Eating Animal or Vegetarian when TTC

This article talks about how one vitamin important for fertility may be more beneficial from animal sources than vegetarian.

I get a lot of questions from vegetarians and vegans about the need for eating animal products when trying to get pregnant.

If you avoid animal products for ethical and religious reasons, I respect that and I’m not trying to change your mind.

However, if you question the value of animal products because you believe that a plant-based diet is the healthiest route for fertility, this post may help a little.

As clinicians, our training predisposes us to a certain philosophy. Since my formal education is as an acupuncturist (4 years of graduate school ending with a Masters in Traditional Oriental Medicine), I know the value of using animal parts because of its proven use for thousands of years in Chinese herbal medicine.  I know with 100% certainty of the clinical effectiveness in using animal products to facilitate a healing response.

I often see immediate changes in clients’ periods in as little as 1 cycle when they add a little red meat in an otherwise predominantly vegetarian lifestyle.  Their periods get heavier and longer, indicating that they have a thicker uterine lining, important for implantation of a fertilized egg.  For women who don’t ovulate, they start having a period again.  Ultrasounds show more follicles.  Their hair gets thicker and shinier.

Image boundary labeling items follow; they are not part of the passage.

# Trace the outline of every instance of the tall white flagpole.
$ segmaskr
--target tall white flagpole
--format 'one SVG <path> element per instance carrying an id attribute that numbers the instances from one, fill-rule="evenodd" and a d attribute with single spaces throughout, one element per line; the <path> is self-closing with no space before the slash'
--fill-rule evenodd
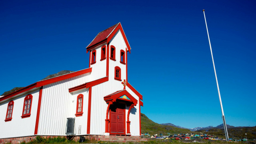
<path id="1" fill-rule="evenodd" d="M 222 107 L 222 103 L 221 102 L 221 98 L 220 97 L 220 89 L 219 88 L 219 84 L 218 83 L 218 79 L 217 79 L 217 74 L 216 74 L 216 70 L 215 70 L 215 66 L 214 65 L 214 61 L 213 60 L 213 56 L 212 55 L 212 46 L 211 46 L 211 42 L 210 41 L 210 37 L 209 36 L 209 33 L 208 32 L 208 28 L 207 28 L 207 24 L 206 24 L 206 19 L 205 18 L 205 14 L 204 14 L 204 10 L 203 10 L 204 12 L 204 20 L 205 20 L 205 24 L 206 26 L 206 30 L 207 30 L 207 34 L 208 34 L 208 39 L 209 40 L 209 44 L 210 44 L 210 48 L 211 50 L 211 54 L 212 54 L 212 63 L 213 64 L 213 68 L 214 69 L 214 73 L 215 74 L 215 78 L 216 78 L 216 82 L 217 83 L 217 88 L 218 88 L 218 93 L 219 94 L 219 99 L 220 99 L 220 108 L 221 108 L 221 112 L 222 114 L 222 120 L 223 120 L 223 126 L 224 127 L 224 130 L 225 130 L 225 135 L 226 136 L 226 139 L 227 141 L 228 141 L 228 129 L 227 129 L 227 126 L 226 124 L 226 120 L 225 119 L 225 116 L 224 116 L 224 111 L 223 111 L 223 108 Z"/>

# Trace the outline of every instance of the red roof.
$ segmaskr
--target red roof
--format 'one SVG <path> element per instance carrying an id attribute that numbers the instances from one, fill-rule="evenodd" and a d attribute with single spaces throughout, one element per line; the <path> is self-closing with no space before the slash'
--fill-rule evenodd
<path id="1" fill-rule="evenodd" d="M 110 34 L 113 30 L 114 30 L 116 27 L 119 24 L 118 23 L 117 24 L 111 26 L 111 27 L 103 30 L 101 32 L 100 32 L 94 38 L 92 41 L 87 46 L 86 48 L 88 48 L 100 42 L 106 40 L 107 36 L 108 36 L 109 34 Z"/>

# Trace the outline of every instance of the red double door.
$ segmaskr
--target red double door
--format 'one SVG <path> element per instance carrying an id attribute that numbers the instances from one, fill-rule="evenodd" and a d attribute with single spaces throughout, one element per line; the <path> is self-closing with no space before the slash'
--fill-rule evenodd
<path id="1" fill-rule="evenodd" d="M 110 134 L 125 134 L 125 109 L 117 106 L 110 109 Z"/>

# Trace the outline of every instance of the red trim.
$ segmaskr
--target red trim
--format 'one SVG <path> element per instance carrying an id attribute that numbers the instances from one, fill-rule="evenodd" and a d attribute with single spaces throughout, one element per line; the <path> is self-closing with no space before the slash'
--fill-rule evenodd
<path id="1" fill-rule="evenodd" d="M 69 88 L 68 92 L 74 92 L 82 89 L 88 88 L 90 87 L 96 86 L 97 84 L 101 84 L 102 83 L 103 83 L 108 81 L 108 77 L 106 77 L 87 83 L 78 86 L 75 86 L 74 87 Z"/>
<path id="2" fill-rule="evenodd" d="M 14 107 L 14 102 L 13 101 L 13 100 L 11 100 L 8 103 L 8 105 L 7 106 L 7 110 L 6 110 L 6 115 L 5 116 L 5 120 L 4 120 L 6 122 L 12 120 L 12 115 L 13 115 L 13 108 Z M 12 109 L 10 108 L 10 111 L 9 112 L 9 114 L 11 114 L 11 117 L 6 118 L 7 117 L 7 114 L 8 114 L 8 107 L 9 106 L 12 106 Z M 11 110 L 12 110 L 12 112 L 10 112 Z"/>
<path id="3" fill-rule="evenodd" d="M 131 110 L 132 108 L 133 108 L 134 107 L 134 106 L 133 104 L 132 104 L 130 106 L 129 108 L 129 110 L 128 110 L 128 113 L 127 114 L 127 121 L 126 122 L 126 123 L 127 124 L 127 134 L 130 134 L 131 133 L 130 132 L 130 124 L 131 123 L 131 122 L 130 121 L 130 113 L 131 111 Z"/>
<path id="4" fill-rule="evenodd" d="M 4 121 L 5 121 L 5 122 L 9 122 L 9 121 L 12 120 L 12 118 L 6 118 L 4 120 Z"/>
<path id="5" fill-rule="evenodd" d="M 123 56 L 123 58 L 122 58 L 122 53 L 124 53 L 124 54 L 123 54 L 122 56 Z M 121 63 L 122 64 L 125 64 L 125 52 L 124 52 L 124 51 L 123 50 L 120 50 L 120 63 Z"/>
<path id="6" fill-rule="evenodd" d="M 105 77 L 98 80 L 95 80 L 91 82 L 89 82 L 86 83 L 86 88 L 96 86 L 97 84 L 99 84 L 108 81 L 108 77 Z"/>
<path id="7" fill-rule="evenodd" d="M 140 105 L 143 106 L 143 102 L 142 102 L 140 100 Z"/>
<path id="8" fill-rule="evenodd" d="M 46 85 L 56 82 L 61 80 L 71 78 L 73 77 L 79 76 L 87 73 L 92 72 L 92 68 L 86 68 L 84 70 L 79 70 L 77 72 L 72 72 L 68 74 L 62 75 L 51 79 L 41 81 L 37 82 L 36 87 L 38 87 Z"/>
<path id="9" fill-rule="evenodd" d="M 110 58 L 110 60 L 113 60 L 113 61 L 116 61 L 116 59 L 114 59 L 114 58 Z"/>
<path id="10" fill-rule="evenodd" d="M 21 94 L 22 92 L 25 92 L 26 91 L 28 91 L 28 90 L 30 90 L 32 88 L 36 88 L 38 86 L 37 86 L 37 83 L 35 83 L 34 84 L 30 84 L 29 86 L 25 87 L 25 88 L 23 88 L 22 89 L 20 89 L 19 90 L 18 90 L 17 91 L 16 91 L 14 92 L 12 92 L 11 93 L 8 94 L 7 95 L 6 95 L 5 96 L 4 96 L 3 97 L 2 97 L 2 98 L 0 98 L 0 102 L 3 101 L 4 100 L 6 100 L 8 98 L 11 98 L 14 96 L 15 96 L 17 94 Z"/>
<path id="11" fill-rule="evenodd" d="M 83 88 L 86 88 L 86 83 L 85 83 L 78 86 L 75 86 L 74 88 L 69 88 L 68 92 L 71 92 L 78 90 L 82 89 Z"/>
<path id="12" fill-rule="evenodd" d="M 120 96 L 123 96 L 124 95 L 126 95 L 129 98 L 130 98 L 130 100 L 132 102 L 132 103 L 134 106 L 136 106 L 137 104 L 138 103 L 138 100 L 136 100 L 128 92 L 127 92 L 126 90 L 122 90 L 121 92 L 118 91 L 117 92 L 114 93 L 113 94 L 111 94 L 107 96 L 105 96 L 104 97 L 104 100 L 105 101 L 107 101 L 109 100 L 111 100 L 112 101 L 113 100 L 116 100 L 118 98 L 119 98 Z M 122 98 L 122 100 L 130 101 L 129 100 L 126 100 L 124 98 Z"/>
<path id="13" fill-rule="evenodd" d="M 127 74 L 127 73 L 128 73 L 128 71 L 127 70 L 127 48 L 125 48 L 125 54 L 126 54 L 126 82 L 128 82 L 128 75 Z"/>
<path id="14" fill-rule="evenodd" d="M 92 51 L 90 51 L 90 58 L 89 59 L 89 68 L 91 67 L 91 58 L 92 57 Z"/>
<path id="15" fill-rule="evenodd" d="M 131 47 L 130 46 L 130 45 L 129 44 L 129 43 L 128 42 L 128 41 L 127 40 L 127 38 L 125 36 L 125 34 L 124 34 L 124 30 L 123 30 L 123 28 L 121 25 L 121 24 L 119 23 L 119 24 L 117 26 L 116 28 L 112 32 L 111 34 L 108 37 L 108 42 L 109 42 L 113 37 L 115 35 L 115 34 L 117 32 L 119 29 L 120 29 L 120 31 L 122 33 L 122 35 L 123 36 L 123 38 L 124 38 L 124 42 L 125 42 L 125 44 L 127 46 L 128 48 L 128 50 L 129 50 L 129 52 L 131 53 L 130 50 Z"/>
<path id="16" fill-rule="evenodd" d="M 136 90 L 135 90 L 135 89 L 133 87 L 132 87 L 132 85 L 131 85 L 131 84 L 129 84 L 129 82 L 127 82 L 127 86 L 129 88 L 130 88 L 130 89 L 131 89 L 131 90 L 132 90 L 132 91 L 133 92 L 135 93 L 135 94 L 136 94 L 136 95 L 137 95 L 139 97 L 139 98 L 140 98 L 142 100 L 143 100 L 143 99 L 142 99 L 142 95 L 140 94 L 139 92 L 138 92 Z"/>
<path id="17" fill-rule="evenodd" d="M 113 50 L 113 53 L 112 53 L 112 48 L 114 49 Z M 114 61 L 116 61 L 116 47 L 115 47 L 114 46 L 110 46 L 110 60 Z"/>
<path id="18" fill-rule="evenodd" d="M 110 105 L 113 104 L 113 102 L 115 102 L 116 100 L 114 100 L 113 102 L 110 102 L 108 105 L 108 108 L 107 108 L 107 112 L 106 114 L 106 119 L 105 121 L 106 122 L 105 125 L 105 132 L 109 132 L 109 119 L 108 118 L 108 113 L 109 112 L 109 107 Z"/>
<path id="19" fill-rule="evenodd" d="M 102 61 L 102 60 L 106 60 L 106 58 L 103 58 L 103 59 L 100 59 L 100 61 Z"/>
<path id="20" fill-rule="evenodd" d="M 117 75 L 117 74 L 116 74 L 116 70 L 119 70 L 119 72 L 118 73 L 118 77 L 116 76 Z M 122 79 L 121 79 L 121 68 L 118 67 L 118 66 L 116 66 L 115 67 L 115 70 L 114 71 L 114 78 L 115 78 L 115 80 L 118 80 L 119 81 L 122 81 Z"/>
<path id="21" fill-rule="evenodd" d="M 25 108 L 25 105 L 26 104 L 25 104 L 25 102 L 26 100 L 29 100 L 29 99 L 31 99 L 31 100 L 30 100 L 30 107 L 29 108 L 29 113 L 28 114 L 24 114 L 24 108 Z M 27 96 L 26 96 L 25 98 L 24 98 L 24 102 L 23 103 L 23 109 L 22 109 L 22 113 L 21 116 L 21 118 L 27 118 L 27 117 L 29 117 L 30 116 L 30 114 L 31 114 L 31 106 L 32 106 L 32 100 L 33 99 L 33 96 L 32 96 L 31 94 L 28 94 L 27 95 Z M 26 105 L 28 105 L 28 104 L 27 104 Z M 28 108 L 27 108 L 26 110 L 27 110 Z"/>
<path id="22" fill-rule="evenodd" d="M 104 40 L 103 40 L 101 41 L 100 42 L 98 42 L 97 43 L 96 43 L 96 44 L 93 45 L 92 46 L 88 47 L 88 48 L 86 48 L 86 49 L 87 49 L 87 50 L 86 51 L 87 52 L 89 52 L 89 50 L 91 50 L 91 49 L 93 49 L 93 48 L 96 47 L 96 46 L 99 46 L 99 45 L 101 45 L 101 44 L 103 44 L 103 43 L 104 43 L 104 42 L 107 42 L 107 39 L 106 38 L 104 39 Z"/>
<path id="23" fill-rule="evenodd" d="M 122 80 L 120 80 L 120 79 L 119 78 L 115 78 L 115 80 L 120 81 L 120 82 L 122 82 Z"/>
<path id="24" fill-rule="evenodd" d="M 105 51 L 103 50 L 103 49 L 105 49 Z M 101 47 L 101 56 L 100 57 L 100 61 L 106 59 L 106 46 L 103 46 Z"/>
<path id="25" fill-rule="evenodd" d="M 107 44 L 107 68 L 106 70 L 106 76 L 108 76 L 108 72 L 109 70 L 109 42 Z"/>
<path id="26" fill-rule="evenodd" d="M 42 101 L 42 92 L 43 87 L 42 86 L 40 88 L 40 90 L 39 91 L 39 98 L 38 98 L 38 104 L 37 106 L 37 113 L 36 114 L 36 120 L 34 134 L 37 134 L 37 131 L 38 129 L 38 123 L 39 123 L 39 116 L 40 116 L 40 109 L 41 109 L 41 102 Z"/>
<path id="27" fill-rule="evenodd" d="M 82 106 L 81 106 L 81 112 L 78 112 L 78 104 L 79 104 L 79 102 L 78 101 L 78 99 L 82 98 Z M 76 116 L 80 116 L 83 115 L 83 106 L 84 105 L 84 95 L 82 94 L 79 94 L 77 96 L 77 98 L 76 99 L 76 113 L 75 114 Z"/>
<path id="28" fill-rule="evenodd" d="M 28 118 L 28 117 L 30 117 L 30 115 L 31 115 L 30 114 L 24 114 L 24 115 L 22 115 L 22 116 L 21 116 L 21 118 Z"/>
<path id="29" fill-rule="evenodd" d="M 140 136 L 141 136 L 141 121 L 140 120 L 140 106 L 141 106 L 141 104 L 140 102 L 142 102 L 141 101 L 140 101 L 140 100 L 139 100 L 139 109 L 140 109 Z M 142 103 L 142 105 L 143 105 L 143 103 Z"/>
<path id="30" fill-rule="evenodd" d="M 126 131 L 126 127 L 125 127 L 125 115 L 126 115 L 126 114 L 125 114 L 125 108 L 124 108 L 124 132 L 123 133 L 114 133 L 114 132 L 111 132 L 111 130 L 109 131 L 109 132 L 110 132 L 110 135 L 113 135 L 113 134 L 116 134 L 116 135 L 125 135 L 125 131 Z M 111 111 L 110 110 L 109 111 L 109 115 L 111 116 Z M 110 122 L 109 123 L 109 127 L 110 127 L 110 129 L 111 128 L 111 117 L 110 116 Z"/>
<path id="31" fill-rule="evenodd" d="M 91 123 L 91 103 L 92 102 L 92 87 L 89 88 L 88 97 L 88 116 L 87 116 L 87 134 L 90 134 Z"/>
<path id="32" fill-rule="evenodd" d="M 91 65 L 96 63 L 96 50 L 94 50 L 92 52 L 92 59 L 91 59 Z"/>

Some people go into health coaching already a vegetarian/vegan and bring that paradigm into their practice.  Because of their existing belief system, they won’t introduce in the animal portion.

As an omnivore, I don’t have a buy-in either way – it’s what I see to be clinically effective and what science says.

My goal is to give the most options to my clients, which means allowing access to everything that’s at our disposal.

I don’t think anyone can dispute that ounce for ounce, in general, animal products are the most nutrient-dense foods on the planet. You’ll need a whole lot of vegetarian sources to get the equivalent (sometimes not as bioavailable) from an animal source.

When trying to conceive in your late 30s and 40s, you need to build a surplus of nutrients as quickly as possible for you AND a healthy baby. The fastest way to do that is with animal products.

If you want to stay vegetarian, that’s totally fine. I’ve had vegetarian clients get pregnant. If eating animal products creates too much stress and angst, then it’s better to stick with what you’re comfortable with so that your fertility journey is one that you enjoy.

At the end of the day, you need to do what feels right for you.  You know your body better than anyone else.